If you are looking for portents of apocalypse, September was a fine month. A quick scan through September would make the staunchest patriot queasy. There must have been something in the water.
For our requisite Sarah Palin entry, we have her September-dispensed military advice on how to defeat ISIS. It was, for the record, "Go big or go home." There you go; I think that sums things up pretty well. Bill O'Reilly's notions of how to defeat ISIS were more complex, and consisted of hiring a mercenary army to go do it for us. Really, when has something like that ever gone wrong.
There was Teagate. Honest to God, I'm not making this up. President Obama saluted someone with a cup in his hand, and it was in all the papers. You know, if an asteroid killed us all right now, there's a case to be made that it did it just to spite us for that.
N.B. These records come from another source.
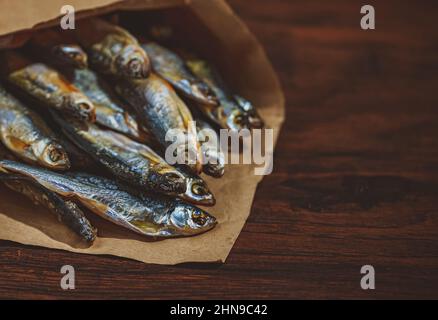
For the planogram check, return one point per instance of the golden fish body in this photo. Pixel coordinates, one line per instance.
(128, 160)
(110, 111)
(67, 211)
(160, 110)
(172, 68)
(25, 134)
(48, 86)
(112, 50)
(149, 215)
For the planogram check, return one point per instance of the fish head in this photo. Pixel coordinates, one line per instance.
(237, 120)
(71, 54)
(133, 62)
(51, 155)
(198, 192)
(80, 106)
(189, 220)
(216, 165)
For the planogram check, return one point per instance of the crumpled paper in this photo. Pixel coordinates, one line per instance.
(245, 64)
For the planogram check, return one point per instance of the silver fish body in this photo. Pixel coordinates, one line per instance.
(112, 50)
(151, 215)
(25, 134)
(160, 110)
(128, 160)
(67, 211)
(111, 112)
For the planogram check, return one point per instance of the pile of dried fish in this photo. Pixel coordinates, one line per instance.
(83, 122)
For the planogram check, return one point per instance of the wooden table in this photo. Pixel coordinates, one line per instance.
(355, 181)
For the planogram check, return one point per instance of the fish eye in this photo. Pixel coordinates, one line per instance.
(55, 155)
(238, 119)
(199, 218)
(199, 189)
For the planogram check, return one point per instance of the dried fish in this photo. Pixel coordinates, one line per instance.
(111, 112)
(159, 108)
(67, 211)
(59, 48)
(111, 49)
(234, 113)
(24, 133)
(151, 215)
(47, 85)
(173, 68)
(128, 160)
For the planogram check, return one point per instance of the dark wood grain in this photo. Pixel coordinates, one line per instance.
(355, 180)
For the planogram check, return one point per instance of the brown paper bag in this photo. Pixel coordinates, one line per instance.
(239, 56)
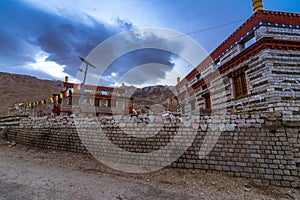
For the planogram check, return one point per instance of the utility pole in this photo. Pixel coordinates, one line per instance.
(88, 64)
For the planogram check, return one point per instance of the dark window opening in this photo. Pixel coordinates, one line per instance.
(240, 85)
(97, 102)
(207, 101)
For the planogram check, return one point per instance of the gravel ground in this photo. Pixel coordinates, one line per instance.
(32, 173)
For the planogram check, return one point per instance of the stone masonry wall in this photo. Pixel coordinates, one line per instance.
(259, 146)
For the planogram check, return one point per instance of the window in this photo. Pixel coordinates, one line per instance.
(70, 100)
(193, 104)
(240, 85)
(207, 101)
(97, 102)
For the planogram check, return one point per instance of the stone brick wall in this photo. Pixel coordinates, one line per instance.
(259, 145)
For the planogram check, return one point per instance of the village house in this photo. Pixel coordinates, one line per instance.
(256, 69)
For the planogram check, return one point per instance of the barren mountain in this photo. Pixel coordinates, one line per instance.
(146, 97)
(15, 88)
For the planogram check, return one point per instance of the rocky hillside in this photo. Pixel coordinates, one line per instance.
(146, 97)
(15, 88)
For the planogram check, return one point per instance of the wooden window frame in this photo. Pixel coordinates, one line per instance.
(239, 83)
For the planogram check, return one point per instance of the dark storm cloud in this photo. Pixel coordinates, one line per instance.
(133, 60)
(28, 30)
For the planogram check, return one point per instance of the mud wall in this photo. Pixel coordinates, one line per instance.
(258, 146)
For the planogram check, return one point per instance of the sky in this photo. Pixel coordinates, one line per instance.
(45, 38)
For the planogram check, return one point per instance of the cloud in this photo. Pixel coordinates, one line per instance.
(61, 39)
(50, 68)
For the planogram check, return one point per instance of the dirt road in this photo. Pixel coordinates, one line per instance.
(31, 173)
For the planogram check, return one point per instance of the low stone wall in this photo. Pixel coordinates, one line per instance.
(258, 146)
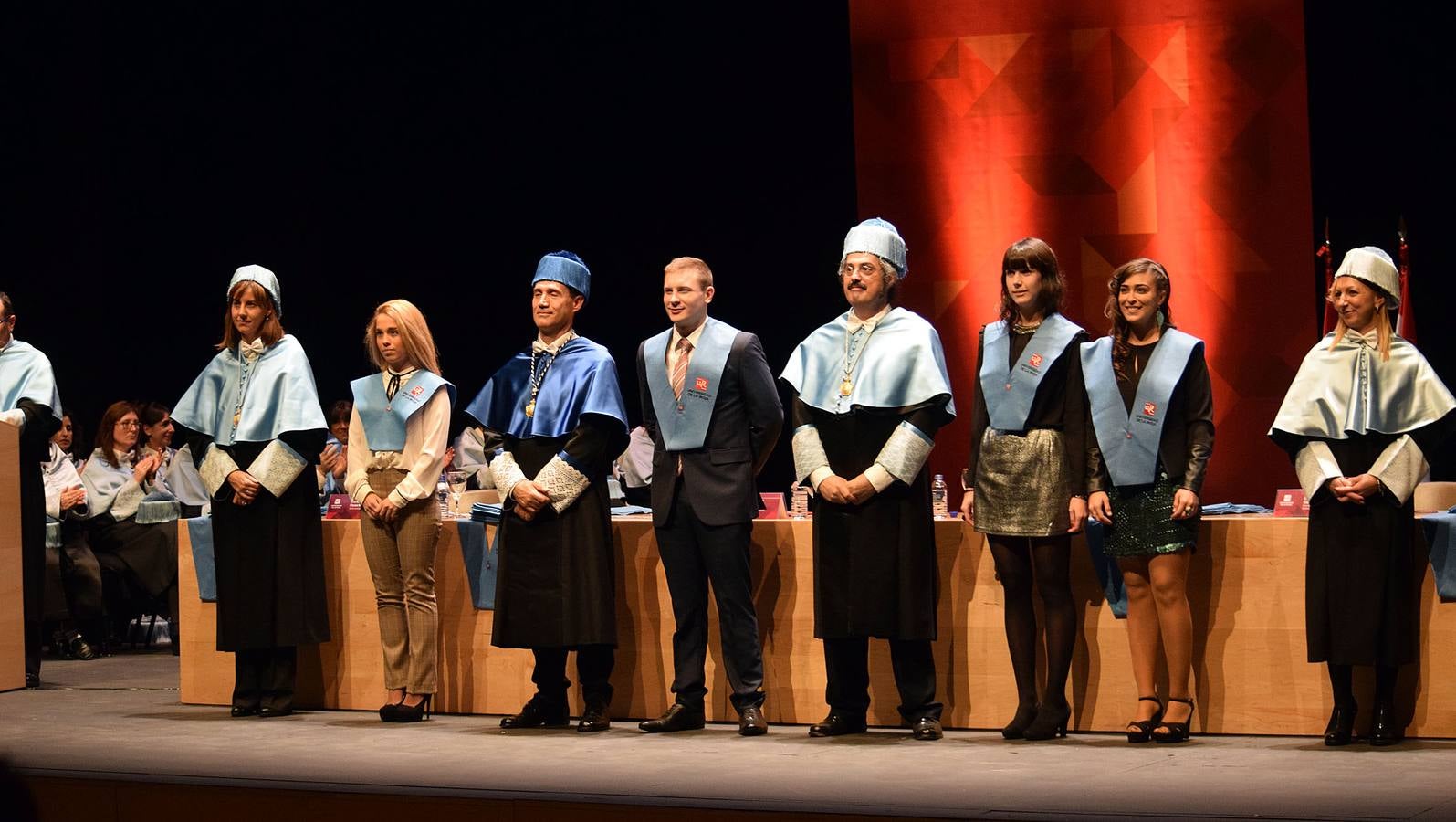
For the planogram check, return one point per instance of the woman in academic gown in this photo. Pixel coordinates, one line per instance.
(254, 423)
(1027, 472)
(1152, 416)
(127, 513)
(1358, 420)
(399, 426)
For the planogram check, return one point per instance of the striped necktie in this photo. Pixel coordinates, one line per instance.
(680, 369)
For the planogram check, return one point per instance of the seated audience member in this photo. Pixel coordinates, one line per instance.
(334, 462)
(127, 522)
(73, 601)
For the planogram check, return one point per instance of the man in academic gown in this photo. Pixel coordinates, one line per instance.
(712, 410)
(558, 411)
(31, 404)
(870, 393)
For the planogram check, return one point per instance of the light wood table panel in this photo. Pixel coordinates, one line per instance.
(1245, 589)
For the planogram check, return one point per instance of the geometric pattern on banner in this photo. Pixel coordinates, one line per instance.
(1174, 130)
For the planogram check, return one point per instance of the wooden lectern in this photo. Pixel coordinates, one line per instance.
(12, 604)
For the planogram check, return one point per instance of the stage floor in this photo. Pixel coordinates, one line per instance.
(118, 719)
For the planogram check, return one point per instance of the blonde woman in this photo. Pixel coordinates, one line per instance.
(398, 435)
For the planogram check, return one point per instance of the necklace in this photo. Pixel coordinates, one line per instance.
(852, 359)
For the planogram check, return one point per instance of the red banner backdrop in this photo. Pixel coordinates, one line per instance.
(1174, 130)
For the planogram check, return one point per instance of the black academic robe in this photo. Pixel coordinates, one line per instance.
(555, 580)
(875, 569)
(268, 554)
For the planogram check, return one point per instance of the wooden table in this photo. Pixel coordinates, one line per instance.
(1245, 587)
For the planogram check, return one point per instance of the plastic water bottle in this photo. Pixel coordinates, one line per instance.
(800, 501)
(937, 501)
(443, 494)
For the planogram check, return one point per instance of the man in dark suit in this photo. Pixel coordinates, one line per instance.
(712, 408)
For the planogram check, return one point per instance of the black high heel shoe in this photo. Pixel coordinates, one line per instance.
(1145, 728)
(414, 713)
(1341, 724)
(1018, 723)
(1177, 731)
(1050, 722)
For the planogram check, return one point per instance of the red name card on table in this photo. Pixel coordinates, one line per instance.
(1290, 501)
(342, 506)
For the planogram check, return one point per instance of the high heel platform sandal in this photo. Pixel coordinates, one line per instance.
(1341, 726)
(1177, 731)
(413, 713)
(1018, 723)
(1050, 722)
(1145, 728)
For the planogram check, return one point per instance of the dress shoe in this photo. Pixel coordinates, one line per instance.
(751, 722)
(1384, 726)
(677, 717)
(837, 724)
(1341, 726)
(539, 713)
(927, 729)
(594, 719)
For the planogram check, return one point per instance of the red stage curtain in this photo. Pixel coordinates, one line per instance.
(1175, 130)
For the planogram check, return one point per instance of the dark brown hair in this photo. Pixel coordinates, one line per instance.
(1035, 254)
(273, 328)
(1120, 330)
(108, 423)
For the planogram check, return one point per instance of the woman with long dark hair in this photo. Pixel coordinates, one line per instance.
(1152, 416)
(1360, 417)
(1027, 474)
(254, 425)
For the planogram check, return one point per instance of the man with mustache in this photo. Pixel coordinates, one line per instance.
(870, 393)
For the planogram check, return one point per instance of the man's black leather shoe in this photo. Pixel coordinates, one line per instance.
(751, 722)
(677, 717)
(837, 724)
(927, 729)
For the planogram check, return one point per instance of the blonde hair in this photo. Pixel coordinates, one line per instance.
(1382, 318)
(414, 335)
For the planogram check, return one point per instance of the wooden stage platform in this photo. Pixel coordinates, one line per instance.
(1245, 586)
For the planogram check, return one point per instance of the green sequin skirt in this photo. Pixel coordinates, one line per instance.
(1143, 525)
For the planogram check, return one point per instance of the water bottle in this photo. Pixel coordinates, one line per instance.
(937, 503)
(800, 501)
(443, 494)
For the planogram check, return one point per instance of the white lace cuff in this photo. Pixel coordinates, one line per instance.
(506, 474)
(809, 454)
(1401, 467)
(277, 467)
(1315, 465)
(562, 482)
(215, 469)
(905, 452)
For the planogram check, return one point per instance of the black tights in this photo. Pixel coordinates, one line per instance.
(1341, 681)
(1017, 557)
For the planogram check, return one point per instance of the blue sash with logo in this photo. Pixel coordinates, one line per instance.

Anti-immigrant rhetoric? Yep. Which do you want—do you want the armed militia confronting camping biologists as possible ferbidden immygrants, or the ambitious candidate that said these children crossing the border may require bombing Mexico, or the congressthings who still continued to insist on more rapid deportations even after learning that some of the children previously deported were, in fact, killed upon their forced return to the countries they fled?
The National Review continued its efforts to capture the title of dumbest site on the internet—a tall order, but it has got more funding than other candidates—with the site's theory that a pattern of violence from NFL players was due to Obama not leading. The Republican efforts to appeal to Normal People devolved into a mere insistence that Republicans "are people too," an effort that would have been funny just as slogan but was elevated to high art by the discovery that the images they used of hip, unusual Republicans were actually generic pictures cribbed from stock photo libraries.
Please read below the fold for September's prime apocalyptic event.
But it would feel odd to have a list of twelve sure signs of the upcoming end of the world without at least one of them being specifically devoted to Fox & Friends. More than any other show, Fox & Friends may represent the final, inevitable destination of all cable news programming. Where other programs may be shallow, Fox & Friends is stupid. While other programs try to invent news out of nothingness on slow days, Fox & Friends keeps a litany of imaginary dangers and paranoias to keep their viewer's larders stocked. It is not merely the worst news show on television—it, much like Crossfire on another network, in another time—works singlehandedly and purposefully toward turning the style of information-dispensation and debate throughout the rest of the nation into something Louder, and Dumber, and Worse.
So we'll give this month's sign of the apocalypse to Fox & Friends as a whole, and specifically to their witty banter upon release of a tape showing NFL player Ray Rice knocking his then-girlfriend unconscious in an elevator with a single full-force punch to her face.
The hosts of Fox & Friends on Monday turned video of NFL player Ray Rice punching his then-girlfriend unconscious in an elevator into a joke, saying that in the future she should “take the stairs.” [...]
“I think the message is take the stairs,” [Brian Kilmeade] added, as co-host Anna Kooiman giggled.
“The message is, when you’re in an elevator, there’s a camera,” Doocy concluded.
Imagine this morning banter, day in and day out, every day for a month or a year or a decade. Surely, this is how civilizations fall.